Donald Trump limoge sa ministre de la Justice Pam Bondi
Donald Trump a limogé jeudi sa ministre de la Justice Pam Bondi, une de ses fidèles, critiquée pour sa gestion de l'affaire Epstein, désignant un de ses anciens avocats personnels pour assurer l'intérim à ce poste stratégique.
Cette décision fait suite aux critiques émanant de républicains comme de démocrates sur sa conduite de l'affaire du criminel sexuel, décédé en prison en 2019, ainsi qu'à une série de piteux échecs de son ministère à poursuivre pénalement des cibles expressément désignées par le président américain.
Donald Trump a salué sur son réseau Truth Social l'action contre la criminalité de la ministre sortante, qui sera recasée "dans le secteur privé".
Pam Bondi a remercié le président de lui avoir confié ce poste qui a été "l'honneur d'une vie", précisant sur X qu'elle assurerait la transition pendant le mois à venir avec Todd Blanche, ancien avocat personnel de Donald Trump, actuellement numéro 2 du ministère.
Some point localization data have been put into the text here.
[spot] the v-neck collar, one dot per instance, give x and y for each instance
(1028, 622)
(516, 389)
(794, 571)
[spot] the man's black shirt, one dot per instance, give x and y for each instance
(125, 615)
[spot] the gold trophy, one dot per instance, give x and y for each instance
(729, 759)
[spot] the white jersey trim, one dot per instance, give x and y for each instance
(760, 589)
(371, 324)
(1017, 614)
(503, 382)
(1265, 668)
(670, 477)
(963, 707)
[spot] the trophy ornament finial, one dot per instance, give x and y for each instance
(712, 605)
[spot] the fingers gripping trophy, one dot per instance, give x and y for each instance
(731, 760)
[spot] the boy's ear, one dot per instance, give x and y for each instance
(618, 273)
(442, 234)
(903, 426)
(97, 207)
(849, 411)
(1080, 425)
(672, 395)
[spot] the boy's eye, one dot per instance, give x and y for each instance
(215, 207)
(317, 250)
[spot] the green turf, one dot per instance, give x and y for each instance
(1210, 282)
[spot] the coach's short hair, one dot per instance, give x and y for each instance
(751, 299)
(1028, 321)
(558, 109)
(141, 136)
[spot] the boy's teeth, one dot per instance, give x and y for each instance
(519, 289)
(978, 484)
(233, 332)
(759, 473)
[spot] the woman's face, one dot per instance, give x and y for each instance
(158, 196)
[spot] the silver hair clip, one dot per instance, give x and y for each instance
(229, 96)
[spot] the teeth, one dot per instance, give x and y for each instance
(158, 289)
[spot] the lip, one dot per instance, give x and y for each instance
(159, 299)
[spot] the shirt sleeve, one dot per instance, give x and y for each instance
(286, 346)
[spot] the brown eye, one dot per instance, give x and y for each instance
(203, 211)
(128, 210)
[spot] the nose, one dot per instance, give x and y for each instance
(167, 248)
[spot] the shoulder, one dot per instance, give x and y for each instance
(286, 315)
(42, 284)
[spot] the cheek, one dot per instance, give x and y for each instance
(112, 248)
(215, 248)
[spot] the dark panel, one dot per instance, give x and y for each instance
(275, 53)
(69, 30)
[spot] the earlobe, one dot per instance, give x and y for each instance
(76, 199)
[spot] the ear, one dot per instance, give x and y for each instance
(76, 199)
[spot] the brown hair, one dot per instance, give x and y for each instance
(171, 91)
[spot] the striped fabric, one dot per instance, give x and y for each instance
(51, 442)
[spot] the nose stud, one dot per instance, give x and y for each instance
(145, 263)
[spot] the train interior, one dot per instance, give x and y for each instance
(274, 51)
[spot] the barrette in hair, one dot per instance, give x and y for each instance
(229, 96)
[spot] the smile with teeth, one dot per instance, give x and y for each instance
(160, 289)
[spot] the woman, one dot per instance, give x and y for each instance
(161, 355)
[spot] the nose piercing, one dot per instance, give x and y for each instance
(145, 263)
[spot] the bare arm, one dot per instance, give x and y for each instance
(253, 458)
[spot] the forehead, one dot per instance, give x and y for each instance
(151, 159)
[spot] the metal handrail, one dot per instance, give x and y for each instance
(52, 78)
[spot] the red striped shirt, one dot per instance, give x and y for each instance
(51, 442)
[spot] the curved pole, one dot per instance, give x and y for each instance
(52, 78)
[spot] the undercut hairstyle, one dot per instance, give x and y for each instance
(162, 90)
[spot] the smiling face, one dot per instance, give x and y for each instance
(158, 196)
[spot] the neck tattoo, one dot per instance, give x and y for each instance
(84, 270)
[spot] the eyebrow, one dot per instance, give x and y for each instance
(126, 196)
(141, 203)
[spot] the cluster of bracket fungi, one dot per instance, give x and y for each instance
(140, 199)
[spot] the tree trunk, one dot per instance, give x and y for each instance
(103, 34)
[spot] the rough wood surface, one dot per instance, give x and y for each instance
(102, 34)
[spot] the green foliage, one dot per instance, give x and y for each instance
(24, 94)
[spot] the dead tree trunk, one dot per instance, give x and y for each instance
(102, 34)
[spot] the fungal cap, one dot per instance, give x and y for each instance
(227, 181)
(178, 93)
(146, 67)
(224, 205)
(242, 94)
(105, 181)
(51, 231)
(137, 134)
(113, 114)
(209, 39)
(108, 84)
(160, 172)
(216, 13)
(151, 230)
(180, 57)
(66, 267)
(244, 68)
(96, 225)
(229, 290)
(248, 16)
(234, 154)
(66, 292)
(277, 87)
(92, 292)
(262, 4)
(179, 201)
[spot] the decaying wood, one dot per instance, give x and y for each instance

Elle passera ensuite à "un rôle important dans le secteur privé", où elle continuera à "se battre pour le président Trump et cette administration", a-t-elle ajouté sans autre précision.
Todd Blanche était déjà en première ligne sur l'affaire Epstein lors de la publication par le ministère de la Justice le 30 janvier de plus de trois millions de pages du dossier du criminel sexuel, en vertu d'une loi adoptée par le Congrès.
Donald Trump envisage de nommer pour succéder à Pam Bondi le chef de l'Agence de protection de l'environnement (EPA), Lee Zeldin, rapportent plusieurs médias.
Pam Bondi est la deuxième ministre évincée de l'administration Trump en moins d'un mois, après sa collègue de la Sécurité intérieure, Kristi Noem.
"Instrument de vengeance de Trump"
Le chef des démocrates à la Chambre des représentants, Hakeem Jeffries, s'est félicité dans un communiqué du départ de "la ministre de la Justice la plus corrompue de l'Histoire américaine moderne".
"Ce limogeage qui ne s'est que trop fait attendre ne suffira pas à rétablir la crédibilité du ministère de la Justice ni à réhabiliter cette administration pourrie et hors de contrôle", ajoute-t-il.
Selon la sénatrice démocrate Elizabeth Warren, "on se souviendra de Mme Bondi pour avoir entravé la publication des documents du dossier Epstein, et instrumentalisé le ministère de la Justice contre les opposants politiques à Donald Trump".
Le principal membre démocrate de la commission judiciaire du Sénat, Dick Durbin, impute également à Mme Bondi cette "instrumentalisation pour le bénéfice personnel de Donald Trump" dans un communiqué, mais relève qu'elle "n'est apparemment pas allée assez loin pour lui complaire".
Plusieurs médias, dont ABC et MS Now, attribuent le limogeage de Pam Bondi au fait que Donald Trump lui reprochait de ne pas avoir suffisamment fait inculper ses ennemis personnels, le New York Times ou CNN l'expliquant plutôt par sa gestion de l'affaire Epstein.
En 2020, cette ex-procureure générale de Floride a fait partie de l'équipe d'avocats de Donald Trump lors de son procès en destitution au Sénat, où il a été acquitté par la majorité républicaine d'alors.
En tant que ministre de la Justice, Pam Bondi s'est illustrée par une défense inconditionnelle du président républicain, notamment lors d'auditions houleuses au Congrès.
En février, plusieurs ténors démocrates l'avaient accusée d'"étouffer" l'affaire Epstein en ne respectant pas la loi obligeant l'administration Trump à faire toute la transparence sur ce dossier explosif.
Ils avaient également interpellé la ministre sur les poursuites pénales téléguidées par le président contre des cibles désignées de sa vindicte, dont plusieurs ont fait spectaculairement long feu.
"Vous avez transformé le ministère de la Justice au service du peuple en instrument de vengeance de Trump. Trump commande des inculpations comme il commanderait des pizzas, et vous vous exécutez", lui avait ainsi lancé Jamie Raskin, principal membre démocrate de la commission judiciaire de la Chambre des représentants.
La justice a annulé les inculpations de l'ex-directeur du FBI James Comey et de la procureure générale de l'Etat de New York Letitia James. Des jurys de citoyens ont refusé d'inculper six élus démocrates qui avaient exhorté les militaires à désobéir aux "ordres illégaux" de l'administration.